What Does It Mean to Be Preapproved vs. Prequalified?
Both are important steps when securing a loan
Lenders often use the words “preapproved” and “prequalified” when talking about their lending processes for loans like mortgages. While they may sound similar, the two terms are actually quite different.
Prequalification comes first, and it’s usually a simpler, faster process than preapproval. The lender will ask you for basic financial information and quickly assess whether you might be a good candidate for a mortgage loan, personal loan, or event a credit card. Preapproval, on the other hand, requires a more thorough look at your financial situation. The lender will pull your credit report and give you a firm confirmation of the loan amount you can qualify for.
Both processes can give you an idea of your loan prospects, as well as what you might be able to afford. The key difference is that a preapproval requires lender verification and is essentially a commitment to underwriting the loan (though definitely not a final approval just yet).
What Does Prequalified Mean?
For most lenders, getting prequalified is the first step toward a loan or line of credit. You’ll need to answer a few questions about your income, assets, debts, credit, and/or projected home purchase, and if you appear to meet the lender’s basic qualification standards, they’ll give you an estimate of how much you can afford. Since you don’t need to submit any documents, you can usually complete this process over the phone or via an online form.
The main point to emphasize here is that the lender is basing their prequalification on the information you provide. They’re not verifying your income or pulling your credit, which means your credit score won’t be affected. That all comes later, as part of the preapproval process.
Take your prequalified loan amount with a grain of salt. Since the lender hasn’t verified your income or credit score, there’s a good chance it could change.
What Does Preapproved Mean?
Preapproval is a much more comprehensive evaluation of your financial standing. The lender will pull your credit report, and you’ll need to provide proof of income, such as W-2 forms and pay stubs, as well as documentation of other financial assets.

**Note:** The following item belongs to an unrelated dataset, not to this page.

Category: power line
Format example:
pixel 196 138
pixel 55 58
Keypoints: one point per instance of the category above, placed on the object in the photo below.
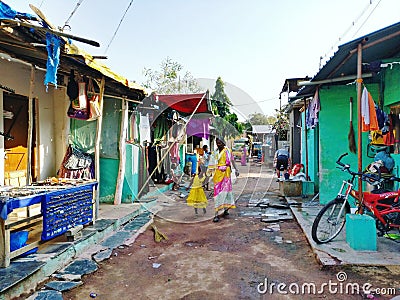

Assuming you meet the lender’s eligibility requirements, you’ll get what’s known as a “preapproval letter.” A mortgage preapproval letter is often good for 90 days. After that, the lender may need to pull your credit report again. The letter should state how much you can borrow, and in many cases, the interest rate you can expect.
Though you may be preapproved for a certain loan amount, be careful about maxing out your budget. Use a reliable calculator to gauge what you can truly afford month-to-month.
If you’re looking to buy a home, you can use the preapproval letter to help guide your search. Consider including it in any purchase offers you submit as well. Sellers are often more confident in a bid when they see that a buyer is preapproved. In some cases, it may even help you win out over other buyers.
Prequalified vs. Preapproved
|Brief assessment of your finances||Thorough assessment of your finances|
|You provide the information, online or verbally||Credit and income information is verified by documentation|
|Loan amount can change||Loan amount is more reliable|
After Getting Preapproved for a Mortgage
Once you’re preapproved, you can start shopping for a home, if you haven’t already. When you’ve found a property and the seller has accepted your offer, you may need to provide additional documentation to finalize your loan application. Your loan will then move through processing, and then underwriting, which is the final verification of your financial details against the eligibility requirements of the loan. If all goes well, you could be scheduled for closing in just a few weeks.
Keep a tight rein on your finances after being preapproved. Stay up to date on your bills, avoid opening new credit cards or loans, and steer clear of racking up additional debt in the weeks leading up to your closing. You may also want to avoid changing jobs until your loan is finalized.
Preapproved vs. Prequalified: The Bottom Line
Both prequalification and preapproval are important steps in the borrowing or home buying process, but they’re not one and the same. While getting prequalified can give you a rough idea of what your loan options might look like, it’s not a commitment from a lender by any means. Preapproval will give you a solid idea of what you can afford as a borrower.